The private eye industry is alive and well 

A career private investigator tells The New York Times that, while her tricks and methods have changed over the years, business is still brisk.

October 21, 2019

The spy game has changed. In a fascinating interview with The New York Times, Brooklyn-based private investigator Marie Schembri looks back on some of her best lewks… as well as how the profession has evolved in the past 30 years. 

Turns out the private eye isn’t just a film noir trope

Business is booming — to the tune of $6.6B in 2019, and it’s projected to grow.

While it used to be jealous husbands seeking proof of infidelity during divorce proceedings, now more women are hiring PIs to avoid being catfished by potential paramours… or worse. According to stats from the Centers for Disease Control, women are more likely than men to be stalked or abused by a romantic partner.

And what used to be a boys’ club has changed dramatically. According to New York’s Society of Professional investigators, 40% of its members are women and about 40% are people of color. Talk about diversity, inclusion… and a license to thrill.

Technology makes snooping way easier

When the Times first caught up with her in 1995, Schembri revealed herself to be a master of disguise, transforming from prim schoolmarm to sneering punk. But now the stakeout has gone digital.

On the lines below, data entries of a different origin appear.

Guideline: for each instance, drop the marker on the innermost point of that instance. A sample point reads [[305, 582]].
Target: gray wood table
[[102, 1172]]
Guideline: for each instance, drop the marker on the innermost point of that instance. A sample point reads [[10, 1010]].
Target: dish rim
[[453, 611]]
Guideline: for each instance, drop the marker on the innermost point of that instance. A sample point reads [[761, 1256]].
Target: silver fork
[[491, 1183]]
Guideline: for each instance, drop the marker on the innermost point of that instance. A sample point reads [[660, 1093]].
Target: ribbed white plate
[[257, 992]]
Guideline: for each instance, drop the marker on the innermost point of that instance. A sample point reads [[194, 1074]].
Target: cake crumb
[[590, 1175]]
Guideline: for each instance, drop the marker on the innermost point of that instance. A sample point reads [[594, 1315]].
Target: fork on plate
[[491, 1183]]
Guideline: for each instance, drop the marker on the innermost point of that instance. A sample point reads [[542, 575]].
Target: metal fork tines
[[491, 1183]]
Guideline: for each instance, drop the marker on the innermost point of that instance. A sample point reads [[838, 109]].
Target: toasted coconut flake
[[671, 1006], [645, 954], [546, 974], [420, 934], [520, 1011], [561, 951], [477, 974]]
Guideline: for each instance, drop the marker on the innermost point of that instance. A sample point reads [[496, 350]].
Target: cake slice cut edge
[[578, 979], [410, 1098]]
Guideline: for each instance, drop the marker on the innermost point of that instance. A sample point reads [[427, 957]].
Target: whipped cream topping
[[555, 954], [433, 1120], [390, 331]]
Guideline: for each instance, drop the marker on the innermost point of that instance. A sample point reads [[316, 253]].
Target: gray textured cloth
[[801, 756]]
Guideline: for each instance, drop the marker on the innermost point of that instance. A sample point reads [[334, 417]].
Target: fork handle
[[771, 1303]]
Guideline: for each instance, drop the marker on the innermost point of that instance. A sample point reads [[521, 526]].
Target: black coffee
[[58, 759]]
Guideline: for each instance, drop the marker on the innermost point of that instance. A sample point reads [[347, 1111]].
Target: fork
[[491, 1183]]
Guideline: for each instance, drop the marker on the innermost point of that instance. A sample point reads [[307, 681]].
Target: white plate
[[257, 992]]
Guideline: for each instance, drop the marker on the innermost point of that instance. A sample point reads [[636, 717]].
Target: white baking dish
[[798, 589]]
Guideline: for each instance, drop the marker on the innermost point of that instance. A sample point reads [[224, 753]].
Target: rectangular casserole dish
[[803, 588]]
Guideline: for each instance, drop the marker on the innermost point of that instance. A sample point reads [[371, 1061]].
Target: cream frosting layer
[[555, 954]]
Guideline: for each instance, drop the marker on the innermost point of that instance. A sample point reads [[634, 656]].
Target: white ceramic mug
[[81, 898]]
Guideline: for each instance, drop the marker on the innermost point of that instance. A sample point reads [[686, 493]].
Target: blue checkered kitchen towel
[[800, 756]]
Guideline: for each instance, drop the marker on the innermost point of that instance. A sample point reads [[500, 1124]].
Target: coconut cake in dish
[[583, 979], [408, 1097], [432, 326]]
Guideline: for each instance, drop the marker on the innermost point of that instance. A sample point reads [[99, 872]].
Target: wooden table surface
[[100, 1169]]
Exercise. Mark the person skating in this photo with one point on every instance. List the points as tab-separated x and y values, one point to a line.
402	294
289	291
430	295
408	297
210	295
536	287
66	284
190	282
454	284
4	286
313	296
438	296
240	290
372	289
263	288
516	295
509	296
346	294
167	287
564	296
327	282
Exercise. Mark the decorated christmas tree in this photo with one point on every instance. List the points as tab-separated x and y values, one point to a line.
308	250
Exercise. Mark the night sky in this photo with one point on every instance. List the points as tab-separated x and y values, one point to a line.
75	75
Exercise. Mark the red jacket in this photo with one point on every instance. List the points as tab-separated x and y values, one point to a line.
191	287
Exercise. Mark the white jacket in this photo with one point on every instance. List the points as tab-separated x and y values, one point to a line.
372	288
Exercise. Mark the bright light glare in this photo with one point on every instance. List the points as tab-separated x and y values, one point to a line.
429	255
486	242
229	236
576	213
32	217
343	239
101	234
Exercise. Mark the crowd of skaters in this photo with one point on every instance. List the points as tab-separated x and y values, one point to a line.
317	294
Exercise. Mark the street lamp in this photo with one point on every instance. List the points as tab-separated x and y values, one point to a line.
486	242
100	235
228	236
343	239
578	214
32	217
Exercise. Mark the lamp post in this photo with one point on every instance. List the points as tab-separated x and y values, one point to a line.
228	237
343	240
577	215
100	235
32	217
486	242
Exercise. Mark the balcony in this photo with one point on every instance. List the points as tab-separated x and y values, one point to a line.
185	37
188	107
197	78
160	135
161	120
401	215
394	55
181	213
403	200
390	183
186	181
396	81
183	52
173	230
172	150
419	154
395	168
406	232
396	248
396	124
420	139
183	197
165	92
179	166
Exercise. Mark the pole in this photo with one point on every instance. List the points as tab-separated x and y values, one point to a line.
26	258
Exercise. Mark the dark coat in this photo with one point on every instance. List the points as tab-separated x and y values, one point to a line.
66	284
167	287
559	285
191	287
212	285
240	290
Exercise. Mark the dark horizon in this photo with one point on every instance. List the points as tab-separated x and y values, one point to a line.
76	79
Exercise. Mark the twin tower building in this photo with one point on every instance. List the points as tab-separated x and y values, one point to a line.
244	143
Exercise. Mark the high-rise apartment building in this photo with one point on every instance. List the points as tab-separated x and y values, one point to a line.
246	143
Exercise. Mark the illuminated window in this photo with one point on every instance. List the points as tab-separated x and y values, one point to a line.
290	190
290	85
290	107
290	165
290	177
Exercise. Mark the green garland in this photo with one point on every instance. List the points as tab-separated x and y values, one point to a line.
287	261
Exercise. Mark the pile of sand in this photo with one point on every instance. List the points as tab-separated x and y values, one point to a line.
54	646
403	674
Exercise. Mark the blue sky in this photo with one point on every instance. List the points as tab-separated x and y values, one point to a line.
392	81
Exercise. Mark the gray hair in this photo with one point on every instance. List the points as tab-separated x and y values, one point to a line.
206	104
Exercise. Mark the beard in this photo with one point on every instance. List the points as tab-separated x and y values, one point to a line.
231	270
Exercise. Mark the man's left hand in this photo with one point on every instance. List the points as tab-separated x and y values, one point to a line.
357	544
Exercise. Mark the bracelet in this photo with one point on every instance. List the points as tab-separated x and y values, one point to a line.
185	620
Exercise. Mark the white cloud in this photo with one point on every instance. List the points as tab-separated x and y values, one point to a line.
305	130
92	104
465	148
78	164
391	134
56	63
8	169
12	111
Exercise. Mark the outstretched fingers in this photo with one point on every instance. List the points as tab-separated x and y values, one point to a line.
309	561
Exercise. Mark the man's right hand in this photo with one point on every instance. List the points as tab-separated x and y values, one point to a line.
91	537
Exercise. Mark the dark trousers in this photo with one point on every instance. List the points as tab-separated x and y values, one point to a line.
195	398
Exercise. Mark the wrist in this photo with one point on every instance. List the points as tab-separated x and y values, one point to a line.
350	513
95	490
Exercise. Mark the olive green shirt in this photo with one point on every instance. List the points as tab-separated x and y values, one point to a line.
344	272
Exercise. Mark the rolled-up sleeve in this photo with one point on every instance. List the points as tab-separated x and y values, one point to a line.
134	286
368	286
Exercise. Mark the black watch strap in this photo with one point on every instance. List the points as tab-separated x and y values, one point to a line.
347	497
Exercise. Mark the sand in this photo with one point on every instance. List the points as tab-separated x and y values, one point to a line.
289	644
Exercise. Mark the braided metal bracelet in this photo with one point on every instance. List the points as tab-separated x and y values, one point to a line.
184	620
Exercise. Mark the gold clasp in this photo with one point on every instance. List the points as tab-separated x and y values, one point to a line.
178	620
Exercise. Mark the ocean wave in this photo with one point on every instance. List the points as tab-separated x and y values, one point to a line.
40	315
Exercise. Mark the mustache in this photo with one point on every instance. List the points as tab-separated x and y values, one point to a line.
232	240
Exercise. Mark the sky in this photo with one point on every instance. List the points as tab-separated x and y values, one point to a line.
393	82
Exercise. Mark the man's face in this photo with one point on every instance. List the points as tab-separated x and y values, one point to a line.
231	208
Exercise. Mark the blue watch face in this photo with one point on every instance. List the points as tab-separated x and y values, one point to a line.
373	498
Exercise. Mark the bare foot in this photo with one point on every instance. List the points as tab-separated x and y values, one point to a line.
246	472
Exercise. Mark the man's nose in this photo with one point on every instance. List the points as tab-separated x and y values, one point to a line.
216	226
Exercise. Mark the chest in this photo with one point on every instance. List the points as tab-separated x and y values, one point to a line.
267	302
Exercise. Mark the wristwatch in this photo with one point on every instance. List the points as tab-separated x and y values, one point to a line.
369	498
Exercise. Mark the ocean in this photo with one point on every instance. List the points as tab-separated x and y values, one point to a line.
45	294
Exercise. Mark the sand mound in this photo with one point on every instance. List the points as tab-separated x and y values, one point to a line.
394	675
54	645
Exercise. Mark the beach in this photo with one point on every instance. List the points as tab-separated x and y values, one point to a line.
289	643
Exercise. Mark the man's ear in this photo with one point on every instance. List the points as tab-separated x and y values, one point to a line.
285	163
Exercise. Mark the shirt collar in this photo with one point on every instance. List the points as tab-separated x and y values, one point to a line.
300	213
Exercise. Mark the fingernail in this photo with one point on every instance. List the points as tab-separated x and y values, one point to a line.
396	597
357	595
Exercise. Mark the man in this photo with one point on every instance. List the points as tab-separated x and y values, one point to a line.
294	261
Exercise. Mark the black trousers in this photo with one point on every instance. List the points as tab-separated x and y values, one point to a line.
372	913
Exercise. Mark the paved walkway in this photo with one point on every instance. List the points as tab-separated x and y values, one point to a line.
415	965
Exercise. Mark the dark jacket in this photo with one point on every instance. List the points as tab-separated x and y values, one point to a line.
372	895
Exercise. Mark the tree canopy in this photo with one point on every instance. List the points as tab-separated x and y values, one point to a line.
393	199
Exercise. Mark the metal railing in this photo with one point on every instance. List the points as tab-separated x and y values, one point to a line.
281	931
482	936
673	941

Surveillance cameras as small as pencil erasers can be hidden in multiple locations, which allows Schembri to do most of her work from a computer. Instead of trailing her targets IRL, she follows their digital trails. Basically, her work has become a sweet work-from-home gig. 

But a good PI is more than an ace Facebook creeper

There’s a lot more to the job than the ability to sift through someone’s news feeds. 

A lot of it is about data and records; knowing how to access them and interpret them is the name of the game. Schembri got her start as a tax investigator specializing in real estate cases and was able to parlay that into a PI career.